The speed of the first billiard ball is\({v_{\rm{A}}} = 2\;{\rm{m/s}}\).

The speed of the second billiard ball is\({v_{\rm{B}}} = - 3.60\;{\rm{m/s}}\).

Consider the movement of ball A is in the positive direction, and the movement of ball B is in the negative direction. Obtain a relationship for velocity to find the final velocity after the collision.

The relation for relative velocity is

\(\begin{array}{c}{v_{\rm{A}}} - {v_{\rm{B}}} = - \left( {{{v'}_{\rm{A}}} - {{v'}_{\rm{B}}}} \right)\\2\;{\rm{m/s}} + 3.60\;{\rm{m/s}} = - \left( {{{v'}_{\rm{A}}} - {{v'}_{\rm{B}}}} \right)\\{{v'}_{\rm{B}}} = \left( {5.60\;{\rm{m/s}} + {{v'}_{\rm{A}}}} \right).\end{array}\)… (i)

Here, \({v'_{\rm{A}}}\) is the final velocity of ball A, and \({v'_{\rm{B}}}\) is the final velocity of ball B.

The relation from the momentum equation is

\(\begin{array}{c}m{v_{\rm{A}}} + m{v_{\rm{B}}} = m{{v'}_{\rm{A}}} + m{{v'}_{\rm{B}}}\\{v_{\rm{A}}} + {v_{\rm{B}}} = {{v'}_{\rm{A}}} + {{v'}_{\rm{B}}}.\end{array}\)

Here, m is the mass of the ball.

Substitute the values from equation (i) in the above equation.

\(\begin{array}{c}2\;{\rm{m/s}} + - 3.60\;{\rm{m/s}} = {{v'}_{\rm{A}}} + \left( {5.60\;{\rm{m/s}} + {{v'}_{\rm{A}}}} \right)\\2{{v'}_{\rm{A}}} = - 7.2\;{\rm{m/s}}\\{{v'}_{\rm{A}}} = - 3.6\;{\rm{m/s}}\end{array}\)

Substitute the value of speed in equation (i).

\(\begin{array}{l}{{v'}_{\rm{B}}} = \left( {5.60\;{\rm{m/s}} - 3.6\;{\rm{m/s}}} \right)\\{{v'}_{\rm{B}}} = 2\;{\rm{m/s}}\end{array}\)

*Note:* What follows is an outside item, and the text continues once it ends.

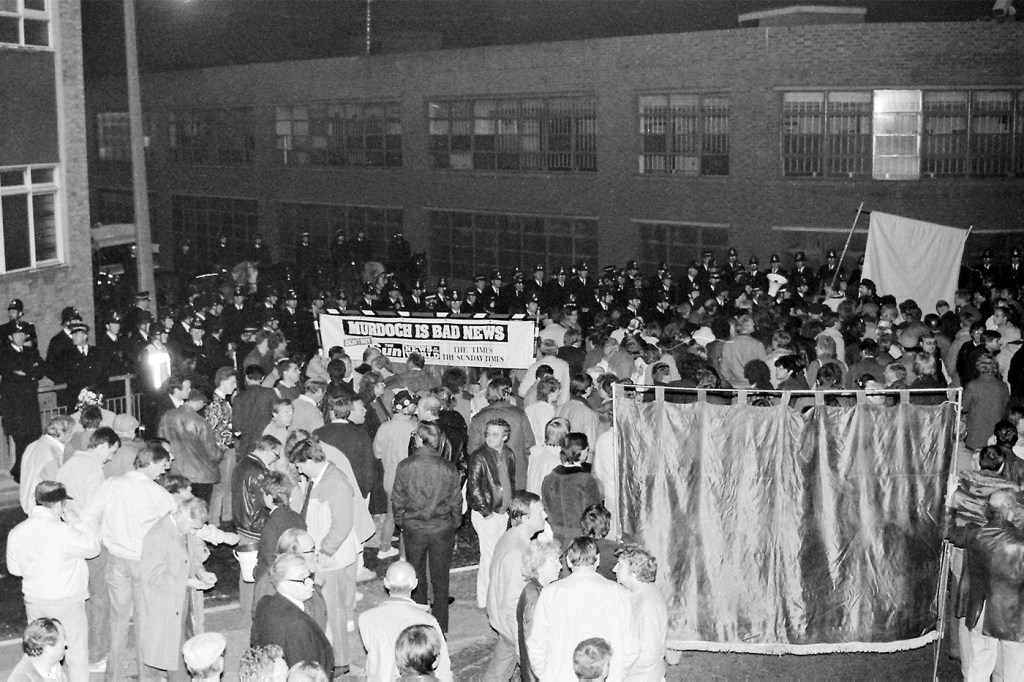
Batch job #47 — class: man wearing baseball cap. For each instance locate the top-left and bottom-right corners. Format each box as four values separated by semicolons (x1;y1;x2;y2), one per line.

Thus, \({v'_{\rm{A}}} = - 3.6\;{\rm{m/s}}\) is the final speed of the first billiard ball whose final direction is opposite to its initial direction, and \({v'_{\rm{B}}} = 2\;{\rm{m/s}}\) is the final speed of the second billiard ball whose final direction is also opposite to its initial direction.